Ysaïne (Chapitre 93)

-Debout ! Dépêche-toi, il faut vraiment qu'on parle...

Je sens qu'on me secoue dans tout les sens et me redresse prestement. Un coup d'œil au réveil suffit à me faire comprendre que je n'ai en tout et pour tout pas dormi plus de quelques heures... Et les soucis de la nuit me reviennent déjà à l'esprit tandis que j'évite de regarder le bandage à ma main gauche.

Mais j'ai l'habitude et c'est la mine éveillée sinon en forme que je dévisage ma jolie colocataire assise au bord de mon lit et penchée vers moi avec un sourire débordant de curiosité qui ne me dit rien qui vaille. Elle est habillée d'une combinaison un peu moulante et ne me laisse même pas répondre qu'elle enchaîne déjà :

-Je t'ai laissée dormir une heure de plus mais on n'a plus le temps. La fin de la trêve est dans trente minutes très exactement et tout le monde doit rejoindre le hangar, et nous aussi. Quand je suis descendue déjeuner, j'ai appris que...
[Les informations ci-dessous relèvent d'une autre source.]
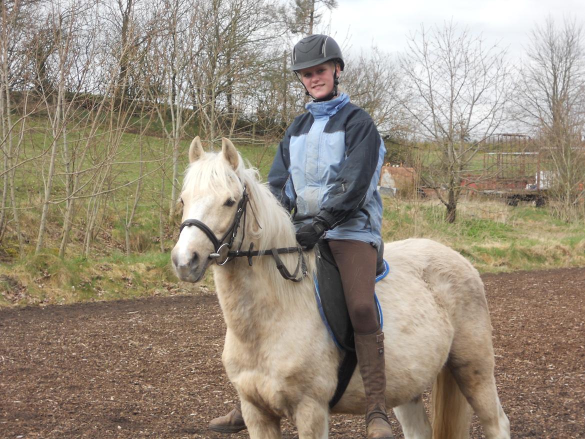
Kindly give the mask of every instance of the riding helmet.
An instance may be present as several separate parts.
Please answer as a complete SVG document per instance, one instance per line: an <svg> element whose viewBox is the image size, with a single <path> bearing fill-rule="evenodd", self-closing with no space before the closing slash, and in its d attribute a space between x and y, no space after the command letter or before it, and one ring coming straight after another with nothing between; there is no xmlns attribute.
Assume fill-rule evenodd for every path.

Je ne la laisse pas continuer et me lève brusquement. Une demi-heure ! La guerre, car l'expérience de cette nuit ne me laisse pas d'autre mot en bouche, reprend dans quelques minutes...
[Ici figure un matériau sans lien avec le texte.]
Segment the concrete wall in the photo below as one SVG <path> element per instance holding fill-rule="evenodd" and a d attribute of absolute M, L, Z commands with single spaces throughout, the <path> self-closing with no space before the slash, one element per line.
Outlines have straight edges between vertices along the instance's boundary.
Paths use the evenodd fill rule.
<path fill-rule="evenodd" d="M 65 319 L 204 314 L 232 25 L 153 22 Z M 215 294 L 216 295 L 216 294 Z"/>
Mais j'ai beau chercher je n'arrive pas à remettre la main sur mes vêtements de la veille et je me tourne vers Camille avec une grimace pressée :

-Où sont mes habits ?

Elle m'adresse un sourire complice et désigne l'unique chaise du réduit. Elle accompagne son geste de quelques mots :

-Ils ont amené de nouveaux vêtements pour toi... Et ils m'ont changé d'affectation.

Je ne regarde même pas ce que j'enfile et mets prestement une fine tunique noire avant de prendre un fin pantalon renforcé aux jambes avec une ceinture comportant l'étui d'un pistolet. Tout en m'habillant je demande :

-Changement d'affectation ?

Camille hoche gravement la tête mais ne parvient pas à dissimuler un sourire amusé. J'aime de moins en moins...
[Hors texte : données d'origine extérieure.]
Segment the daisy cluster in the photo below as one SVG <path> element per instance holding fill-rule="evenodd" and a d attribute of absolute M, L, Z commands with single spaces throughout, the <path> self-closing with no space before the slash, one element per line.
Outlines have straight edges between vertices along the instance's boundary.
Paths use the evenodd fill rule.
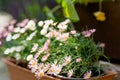
<path fill-rule="evenodd" d="M 7 35 L 4 54 L 27 61 L 38 78 L 48 74 L 88 79 L 94 68 L 100 68 L 104 44 L 94 42 L 95 29 L 77 32 L 70 24 L 69 19 L 59 23 L 25 19 Z"/>

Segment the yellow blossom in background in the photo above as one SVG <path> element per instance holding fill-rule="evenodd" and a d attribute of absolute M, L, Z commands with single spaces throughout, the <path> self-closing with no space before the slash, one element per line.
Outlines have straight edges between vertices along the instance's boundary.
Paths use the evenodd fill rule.
<path fill-rule="evenodd" d="M 104 12 L 97 11 L 97 12 L 94 12 L 93 14 L 98 21 L 105 21 L 106 20 L 106 16 L 105 16 Z"/>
-D'après ce que j'ai compris je suis maintenant chargée... De ta garde personnelle, de ta cuisine, de transmettre tes ordres, de jouer ta secrétaire personnelle et...

J'arrête de me débattre avec l'une de mes bottes noires qui ne veut pas s'enfiler et me tourne vers elle avec un visage à la fois ahuri et furieux.

-Quoi ? Tu es à mon service ?

Elle me tourne le dos sans sembler s'apercevoir de ma colère et continue l'air de rien :

-C'est gentil de ne pas m'avoir réveillée en rentrant au beau milieu de la nuit. Mais tu aurais pu me prévenir quand même... J'étais drôlement inquiète de ta disparition. Mais les officiels m'ont dit que tu étais en mission secrète... bien sûr tu sais tirer, mais ça me paraissait quand même absurde qu'ils se servent d'une bleue comme nous... Alors, quand j'ai entendu les rumeurs ce matin...

Mes bottes son enfilées et j'enfonce d'un geste rageur mon pistolet dans son étui avant de relever de nouveau la tête devant son soudain silence. Elle ne sourit plus mais me dévisage avec une gravité agaçante et je ne peux m'empêcher de demander :

-Oui ?

-Tu es la fille d'Azylis pas vrai ? Les cheveux bleus, la disparition cette nuit... Gabriel Astra est ton père...

Allons bon. Je ne sentais vraiment pas bien cette journée. Je réponds du bout des lèvres en prenant ma veste sur le dossier de la chaise :

-Etait mon père. Et pour le reste, trouve-toi un autre emploi car je n'ai besoin de personne. Ah, et évite de répéter mon arbre généalogique c'est un peu gênant...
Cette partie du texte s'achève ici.